Kleinere vakorganisaties kunnen niet zomaar buiten spel worden gezet

De wet van 3 augustus 2016 tot hervorming van de Belgische spoorwegen voorzag dat “uitsluitend de representatieve of erkende syndicale organisaties deel mochten nemen aan de sociale verkiezingen”. Dit bracht met zich mee dat deelname aan de sociale verkiezingen exclusief werd voorbehouden aan de vakbonden die vertegenwoordigd waren op nationaal niveau en die een minimumaantal leden hadden, waardoor bijvoorbeeld kleine vakbonden zoals de Onafhankelijke vakbond voor het Spoorpersoneel (OVS) en de Nationale Unie der Openbare Diensten (NUOD) niet konden deelnemen aan de sociale verkiezingen in 2018.

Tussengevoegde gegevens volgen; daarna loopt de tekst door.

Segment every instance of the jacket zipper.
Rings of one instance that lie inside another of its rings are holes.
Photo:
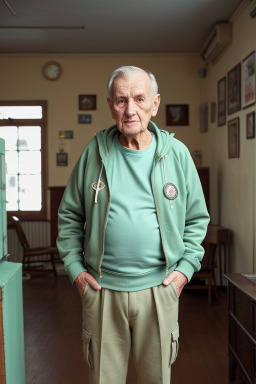
[[[161,158],[159,158],[157,161],[159,162],[160,160],[161,160]],[[154,196],[155,205],[156,205],[156,215],[157,215],[157,219],[158,219],[158,223],[159,223],[160,235],[161,235],[161,239],[162,239],[162,246],[163,246],[164,257],[165,257],[165,276],[167,277],[169,274],[168,273],[169,272],[169,262],[168,262],[167,254],[166,254],[165,247],[164,247],[164,239],[162,236],[162,229],[161,229],[161,220],[160,220],[160,214],[159,214],[157,198],[156,198],[156,193],[155,193],[155,184],[153,181],[153,173],[155,172],[155,167],[152,170],[152,174],[151,174],[151,184],[152,184],[153,196]]]
[[[103,161],[102,161],[102,164],[104,164]],[[105,167],[105,165],[104,165],[104,167]],[[108,185],[108,178],[107,178],[107,172],[106,172],[106,169],[105,169],[105,175],[106,175],[107,186],[108,186],[108,191],[109,191],[109,185]],[[99,263],[99,274],[100,274],[100,279],[102,279],[101,266],[102,266],[102,263],[103,263],[103,257],[104,257],[104,238],[105,238],[105,232],[106,232],[106,228],[107,228],[107,221],[108,221],[109,208],[110,208],[110,191],[109,191],[108,206],[107,206],[107,212],[106,212],[105,222],[104,222],[104,228],[103,228],[102,254],[101,254],[101,257],[100,257],[100,263]]]

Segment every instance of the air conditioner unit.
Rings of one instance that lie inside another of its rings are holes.
[[[214,63],[231,41],[232,24],[217,24],[201,49],[200,56],[206,63]]]

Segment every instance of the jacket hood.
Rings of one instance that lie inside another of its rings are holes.
[[[174,133],[169,133],[164,130],[160,130],[153,121],[150,120],[148,124],[148,130],[154,132],[156,135],[157,147],[156,154],[159,157],[163,157],[168,152]],[[104,129],[96,133],[96,139],[99,145],[99,152],[102,160],[106,160],[109,152],[112,149],[114,143],[114,137],[118,135],[119,131],[116,125],[112,125],[108,129]]]

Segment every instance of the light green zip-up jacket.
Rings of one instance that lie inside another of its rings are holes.
[[[190,280],[200,269],[204,255],[201,243],[209,223],[201,183],[185,145],[173,134],[159,130],[152,121],[148,129],[155,133],[157,140],[151,182],[166,275],[175,269]],[[86,145],[71,173],[59,207],[57,246],[72,282],[79,273],[88,271],[100,283],[111,201],[106,169],[113,138],[117,134],[115,125],[98,132]],[[163,192],[168,182],[178,190],[178,196],[172,201]],[[99,188],[102,183],[103,189]]]

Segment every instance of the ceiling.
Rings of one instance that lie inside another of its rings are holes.
[[[241,2],[0,0],[0,53],[197,52]]]

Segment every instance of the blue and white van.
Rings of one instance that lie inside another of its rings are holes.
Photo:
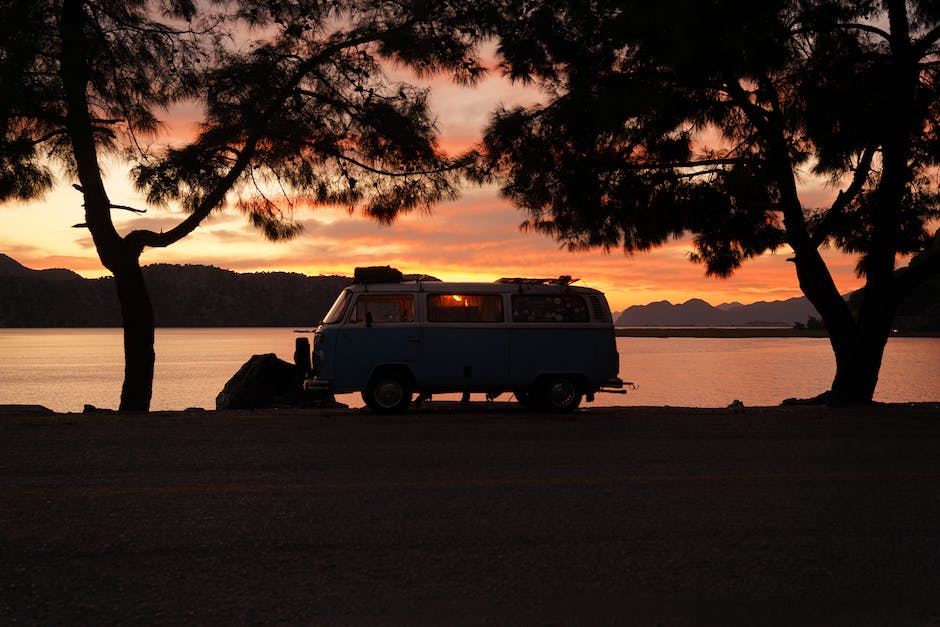
[[[316,330],[307,388],[359,391],[379,413],[406,410],[415,393],[445,392],[512,392],[527,406],[572,411],[623,382],[604,294],[570,283],[447,283],[357,269]]]

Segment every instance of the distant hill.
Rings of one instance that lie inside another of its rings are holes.
[[[29,277],[45,279],[46,281],[71,281],[82,278],[81,275],[64,268],[31,270],[3,253],[0,253],[0,277]]]
[[[853,293],[847,297],[849,307],[858,306],[859,295]],[[679,305],[665,300],[634,305],[624,310],[615,324],[618,327],[792,327],[797,322],[806,323],[810,316],[820,317],[805,297],[716,306],[693,298]],[[902,332],[940,331],[940,277],[908,294],[898,308],[894,327]]]
[[[620,327],[792,327],[796,322],[806,322],[810,316],[819,317],[819,313],[805,297],[773,302],[761,301],[750,305],[723,303],[717,306],[693,298],[679,305],[662,300],[649,305],[628,307],[617,318],[616,325]]]
[[[312,327],[351,279],[293,272],[240,274],[213,266],[143,268],[157,326]],[[0,254],[0,327],[116,327],[114,279],[32,270]]]

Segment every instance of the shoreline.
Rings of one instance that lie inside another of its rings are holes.
[[[696,417],[786,417],[805,418],[823,416],[836,419],[855,419],[862,416],[883,418],[918,418],[921,420],[940,421],[940,401],[916,401],[908,403],[879,403],[855,407],[831,407],[825,404],[793,404],[793,405],[753,405],[737,407],[681,407],[674,405],[623,405],[604,407],[581,407],[572,414],[552,414],[526,409],[518,403],[503,402],[471,402],[469,405],[458,401],[431,401],[420,408],[412,407],[403,414],[382,416],[364,408],[350,407],[263,407],[256,409],[204,409],[189,408],[180,410],[153,410],[150,412],[124,412],[117,409],[96,408],[86,412],[57,412],[42,405],[15,405],[0,404],[0,420],[33,420],[51,419],[53,422],[60,419],[72,420],[83,418],[89,420],[123,419],[133,421],[148,418],[160,420],[165,418],[210,418],[226,419],[275,419],[278,417],[309,417],[315,418],[368,418],[390,422],[410,422],[426,418],[446,418],[461,416],[463,418],[490,419],[496,417],[545,419],[548,421],[566,421],[579,419],[651,419],[656,417],[696,418]]]
[[[72,331],[72,330],[89,330],[89,331],[121,331],[122,327],[3,327],[0,326],[0,331]],[[285,325],[285,326],[265,326],[265,325],[250,325],[250,326],[238,326],[238,327],[229,327],[229,326],[200,326],[200,327],[187,327],[187,326],[166,326],[166,325],[157,325],[155,330],[225,330],[225,329],[283,329],[291,330],[296,334],[312,334],[314,332],[314,327],[303,327],[298,325]],[[670,326],[638,326],[638,327],[614,327],[614,335],[617,337],[658,337],[658,338],[668,338],[668,337],[699,337],[699,338],[749,338],[749,337],[779,337],[779,338],[789,338],[789,337],[810,337],[810,338],[825,338],[829,337],[828,332],[825,329],[794,329],[792,327],[670,327]],[[910,332],[900,332],[893,333],[890,337],[908,337],[908,338],[938,338],[940,337],[940,331],[910,331]]]
[[[811,337],[827,338],[825,329],[794,329],[791,327],[614,327],[617,337],[700,337],[700,338],[749,338],[749,337]],[[937,331],[894,333],[890,337],[936,338]]]

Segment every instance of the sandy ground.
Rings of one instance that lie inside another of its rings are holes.
[[[940,403],[0,407],[0,624],[937,625]]]

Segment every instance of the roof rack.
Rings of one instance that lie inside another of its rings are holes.
[[[502,278],[497,283],[519,283],[526,285],[571,285],[581,279],[572,279],[570,274],[563,274],[557,279],[527,279],[523,277]]]

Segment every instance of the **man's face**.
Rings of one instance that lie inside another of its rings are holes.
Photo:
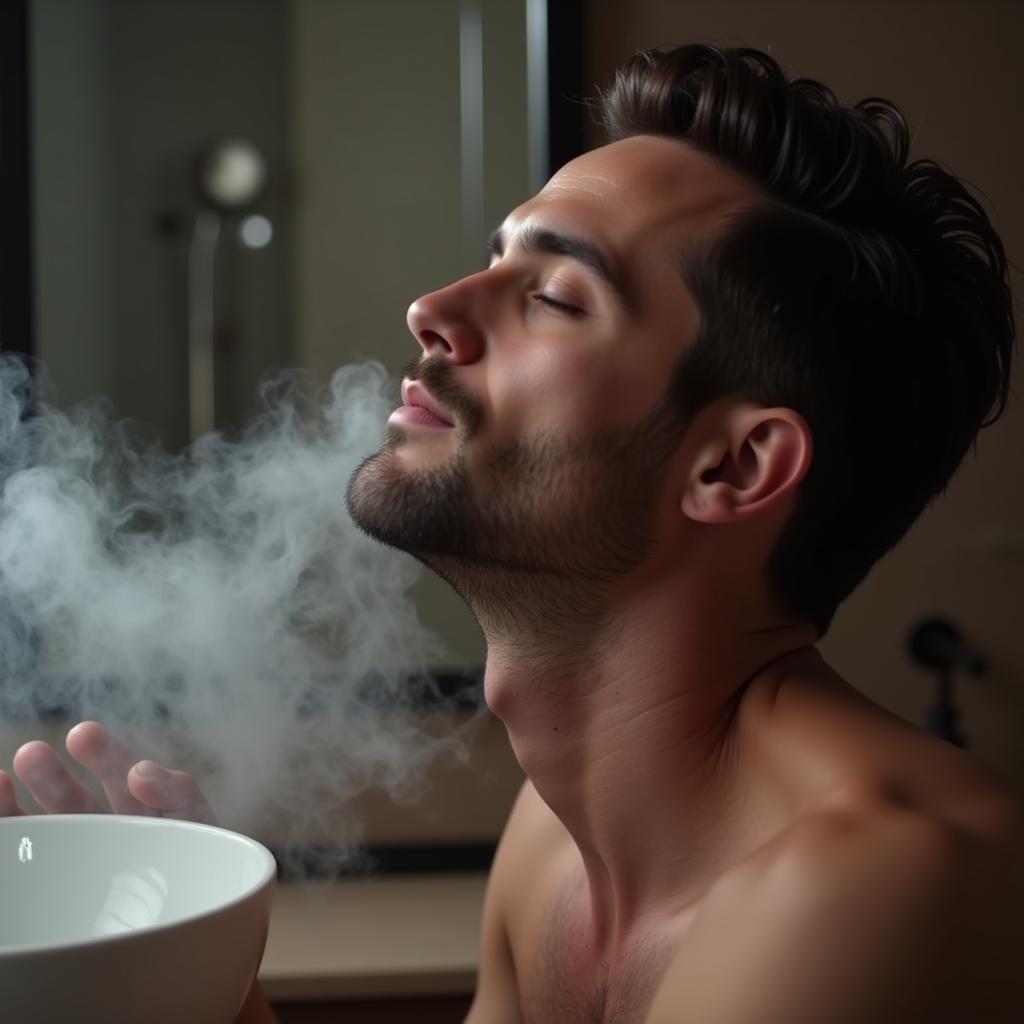
[[[349,485],[359,526],[449,572],[635,567],[681,433],[667,387],[699,320],[679,256],[758,198],[653,136],[562,168],[492,236],[488,269],[410,308],[423,351]]]

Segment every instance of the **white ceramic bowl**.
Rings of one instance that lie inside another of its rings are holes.
[[[209,825],[0,818],[4,1024],[230,1024],[270,921],[274,859]]]

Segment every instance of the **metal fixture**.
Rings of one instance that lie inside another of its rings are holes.
[[[188,250],[188,418],[193,441],[213,430],[216,420],[214,364],[214,267],[221,227],[261,198],[267,185],[267,161],[248,139],[218,140],[199,161],[199,194],[204,206],[196,214]],[[261,249],[273,236],[266,217],[251,214],[238,228],[239,241]]]
[[[922,619],[911,629],[907,652],[916,664],[936,673],[936,701],[928,711],[928,731],[966,747],[953,706],[953,673],[961,669],[968,675],[984,675],[988,671],[985,658],[967,645],[952,622],[940,616]]]

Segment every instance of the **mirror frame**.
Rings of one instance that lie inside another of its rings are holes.
[[[34,353],[28,0],[0,3],[0,351]]]

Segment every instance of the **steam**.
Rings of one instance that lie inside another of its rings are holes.
[[[289,372],[261,399],[239,438],[170,455],[0,360],[0,719],[96,718],[252,832],[370,786],[410,796],[457,747],[413,708],[442,655],[407,595],[418,566],[345,509],[395,405],[383,367],[318,395]]]

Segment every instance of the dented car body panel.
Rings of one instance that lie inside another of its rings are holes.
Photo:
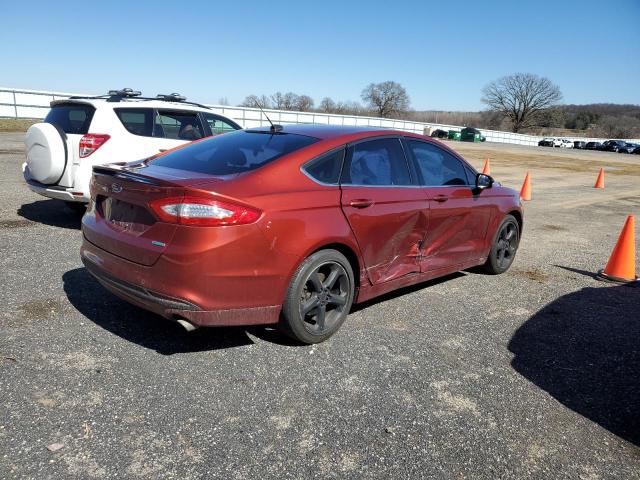
[[[242,134],[251,132],[201,143]],[[504,216],[512,213],[522,223],[516,192],[497,183],[474,189],[469,182],[475,170],[422,135],[313,125],[285,126],[278,134],[314,141],[259,168],[226,176],[177,168],[168,175],[166,165],[156,160],[143,168],[95,172],[92,202],[82,220],[81,258],[89,272],[116,295],[166,318],[186,318],[196,325],[276,323],[293,274],[320,249],[337,249],[349,259],[357,303],[480,265]],[[466,172],[466,177],[459,174],[467,179],[465,185],[424,185],[407,139],[428,144],[448,162],[455,158]],[[355,165],[349,148],[370,140],[379,145]],[[398,176],[396,167],[387,166],[387,147],[402,169],[406,165],[406,174],[403,170]],[[184,147],[183,154],[190,148]],[[310,167],[342,149],[347,153],[336,156],[338,177],[329,179]],[[347,182],[344,168],[350,159]],[[401,184],[367,184],[376,178]],[[246,225],[168,227],[147,202],[162,197],[163,190],[247,206],[259,217]],[[117,218],[108,218],[113,212],[104,207],[121,204],[130,209],[119,207]],[[149,225],[140,227],[140,218]],[[156,232],[161,238],[152,238]]]

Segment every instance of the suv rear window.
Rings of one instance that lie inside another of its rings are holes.
[[[54,105],[44,121],[57,125],[64,133],[84,135],[89,131],[94,112],[95,108],[91,105],[83,105],[81,103]]]
[[[168,153],[153,164],[208,175],[232,175],[255,170],[317,141],[291,133],[236,130]]]

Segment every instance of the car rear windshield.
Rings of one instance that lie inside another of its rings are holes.
[[[208,175],[232,175],[255,170],[317,141],[291,133],[238,130],[168,153],[153,164]]]
[[[94,112],[95,108],[91,105],[83,105],[81,103],[54,105],[44,121],[57,125],[64,133],[84,135],[89,131]]]

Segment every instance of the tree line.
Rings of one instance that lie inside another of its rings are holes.
[[[363,104],[356,101],[335,101],[325,97],[318,108],[313,98],[293,92],[276,92],[272,95],[249,95],[242,107],[273,108],[298,112],[324,112],[343,115],[377,115],[380,117],[403,116],[410,109],[410,99],[402,85],[393,81],[371,83],[360,94]]]
[[[630,138],[640,136],[640,106],[561,105],[560,88],[532,73],[515,73],[488,83],[482,89],[481,112],[415,111],[405,88],[394,81],[370,83],[361,92],[362,103],[323,98],[315,106],[309,95],[276,92],[249,95],[241,106],[300,112],[366,115],[426,123],[473,126],[520,133],[543,133],[553,129],[583,131],[588,136]]]

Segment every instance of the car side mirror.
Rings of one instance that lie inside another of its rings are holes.
[[[478,173],[476,175],[476,190],[481,191],[485,188],[491,188],[493,186],[493,178],[484,173]]]

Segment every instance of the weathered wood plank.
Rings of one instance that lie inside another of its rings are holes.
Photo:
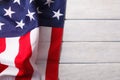
[[[60,80],[120,80],[120,64],[60,64]]]
[[[60,63],[120,62],[120,42],[64,42]]]
[[[120,0],[67,0],[66,19],[120,19]]]
[[[63,41],[120,41],[120,20],[66,20]]]

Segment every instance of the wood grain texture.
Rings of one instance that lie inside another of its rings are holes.
[[[120,80],[120,0],[67,0],[60,80]]]
[[[120,42],[65,42],[60,63],[120,62]]]
[[[63,41],[120,41],[120,20],[66,20]]]
[[[120,0],[67,0],[66,19],[120,19]]]
[[[120,64],[60,64],[60,80],[120,80]]]

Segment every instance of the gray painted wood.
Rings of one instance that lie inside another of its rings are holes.
[[[120,62],[120,42],[64,42],[60,63]]]
[[[67,0],[60,80],[120,80],[120,0]]]
[[[66,20],[63,41],[120,41],[120,20]]]
[[[60,64],[60,80],[120,80],[120,64]]]
[[[120,19],[120,0],[67,0],[66,19]]]

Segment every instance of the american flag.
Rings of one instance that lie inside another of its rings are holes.
[[[0,80],[58,80],[66,0],[0,0]]]

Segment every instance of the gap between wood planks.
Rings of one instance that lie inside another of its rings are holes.
[[[81,19],[69,19],[68,18],[65,20],[108,20],[109,21],[109,20],[120,20],[120,19],[112,19],[112,18],[111,19],[106,19],[106,18],[105,19],[97,19],[97,18],[96,19],[89,19],[89,18],[88,19],[87,18],[85,18],[85,19],[82,19],[82,18]]]
[[[59,64],[120,64],[120,62],[60,62]]]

Na een eerdere schorsing heeft het Grondwettelijk Hof dit artikel met een arrest van 26 juli 2017 definitief vernietigd. Het Grondwettelijk Hof is immers van mening dat de uitsluiting van de kleine vakbonden het vertrouwen van de werknemers in de betrokken vakbonden om hun belangen bij de werkgever te verdedigen, ernstig kan aantasten. Dit verlies van vertrouwen zou kunnen leiden tot een verlies van leden, waardoor de kleine vakbonden mogelijks stopgezet zouden moeten worden.

De kleine(re) vakbonden binnen de spoorwegsector nemen zo een voorsprong op de private sector, waar enkel leden van de drie representatieve vakbonden (ACV, ABVV of ACLVB) kunnen deelnemen aan de sociale verkiezingen.